# Condensation in new cold weather construction



## bowen wynd (Jan 1, 2010)

I am building a two storey house and have some issues with condensation forming on both sides of the vapour barrier on the second storey ceiling. The house is located in Edmonton Alberta and the temperature over the past few weeks has been getting colder minus 25 C on average. The heat in the house is on but kept very low. The exterior walls are all insulated and we are getting ready to install drywall. My concern is with drywalling the ceiling with all of that condensation (frost and ice) forming on both sides of the barrier. Is there anything that can/should be done before drywalling the ceiling and insulating the attic space?


----------



## Quality1st (Aug 1, 2008)

*Heat it Man*

Just heat it better before you rock and thaw it out on the inside. After the lids are rocked insulate it immeadiately


----------



## silverstilts (Oct 15, 2008)

bowen wynd said:


> I am building a two storey house and have some issues with condensation forming on both sides of the vapour barrier on the second storey ceiling. The house is located in Edmonton Alberta and the temperature over the past few weeks has been getting colder minus 25 C on average. The heat in the house is on but kept very low. The exterior walls are all insulated and we are getting ready to install drywall. My concern is with drywalling the ceiling with all of that condensation (frost and ice) forming on both sides of the barrier. Is there anything that can/should be done before drywalling the ceiling and insulating the attic space?

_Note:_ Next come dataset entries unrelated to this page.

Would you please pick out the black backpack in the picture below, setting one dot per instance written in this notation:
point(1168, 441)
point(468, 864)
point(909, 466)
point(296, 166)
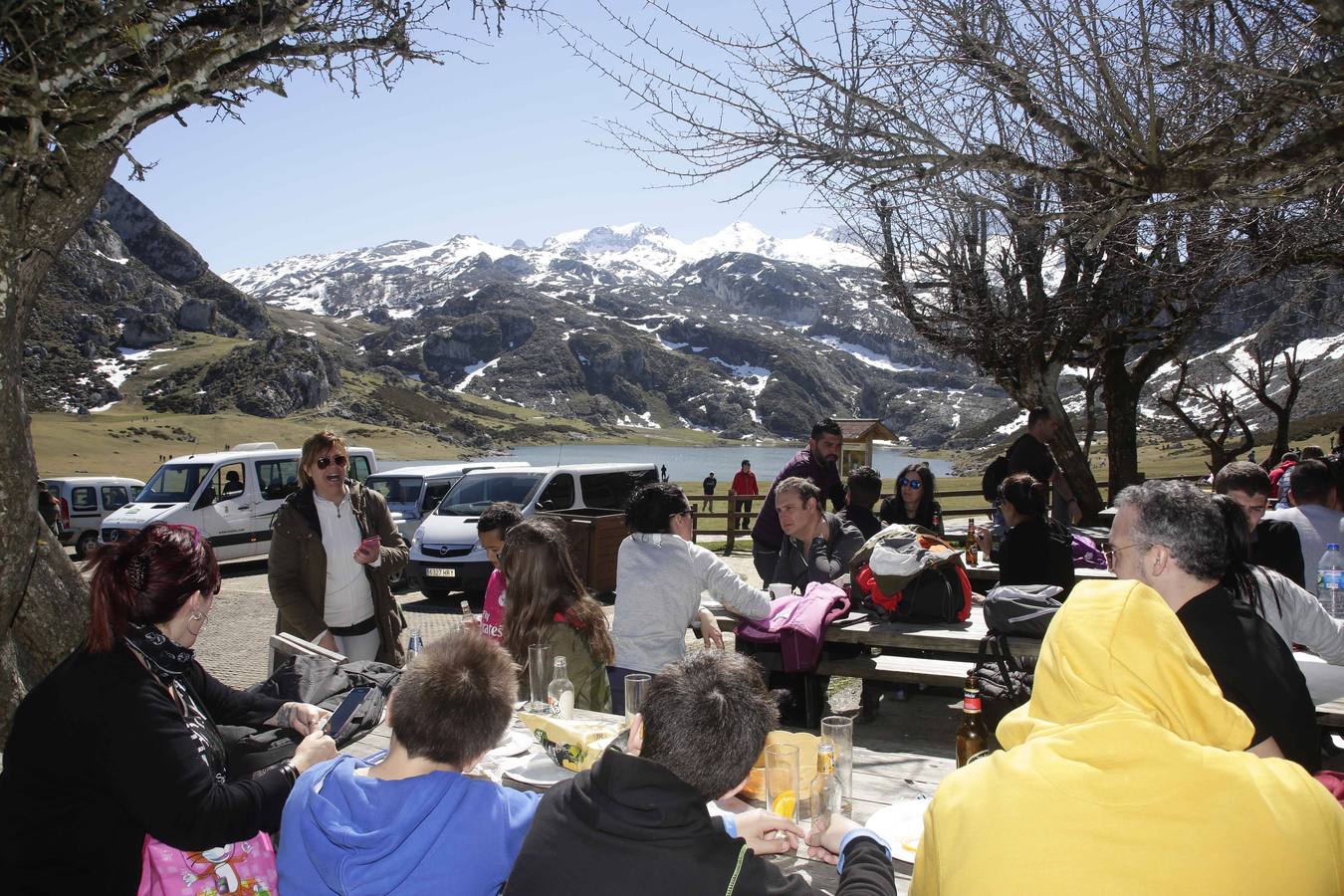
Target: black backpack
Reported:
point(997, 473)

What are you using for heat? One good point is if the ceiling is not insulated and you sheetrock then add heat condensation will build up, especially if you are heating with a non vented heater. I would open some windows & doors wide open to let the humidity out yes it will cool down the house but it only takes perhaps five minutes to let the trapped moister out then shut them back up. Or you could use a dehumidifier. The biggest problem at hand is get the ceilings insulated asap otherwise you will have some major problems. Myself I would not heat up a home without it being insulated at least for very long. You already perhaps have so much moisture from the concrete , block walls they will dry out eventually. Do you have an air exchanger get it going it will help greatly trust me on that one. Just unplug it when hanging the sheetrock and any sanding then plug it back in. We have use large dehumidifiers you can rent them or just go hook up some smaller ones. Did a home a few years back the ceilings were rocked but no insulation they energized the in floor heat causing all the moister in the concrete to start to dry out , it went straight up to the ceiling where the condensation process started collecting on the ceilings and froze it looked like a ice skating rink. Needless to say there was some drastic measures taken to save the ceiling. Good luck All I have to say is I hate this time of the year for this main reason.


----------



## silverstilts (Oct 15, 2008)

Make sure also that the proper vents are in place and there is good venting out the top of the roof so you do not trap moister in the attic space or above any ceiling, some times it helps if the vapor barrior is up if you have an access to the ceiling cut the poly out around that area that will let the moister escape out through the roof venting system , In fact this is one way when we tape and there is drying issues because of the cold and humidity I will do this it is a quick fix as long as it is going out the roof and not building up on the underside of the roof sheeting.


----------



## silverstilts (Oct 15, 2008)

When I mentioned earlier on opening all the windows and doors I have found some rather pissed off people thinking that I am wasting their heat but when you do open them up you can actually see all the vapor escaping when after a few minutes it finally stops just close everything back up. Some will just crack a few windows I don't believe in doing this because Ice will build up over a short time on your window frames and jambs could cause damage to the woodwork then you have another problem of trying to close them not a good situation. It is best to do what I mentioned earlier on occasions perhaps twice a day until things dry out.


----------



## akcajun (Dec 16, 2009)

we have to do that here in alaska with the windows...


----------



## [email protected] (Dec 23, 2008)

Same here. I have seen from outside, a fog roll out the windows for that brief few minutes. This usually happens when the temp is in the teens or lower.


----------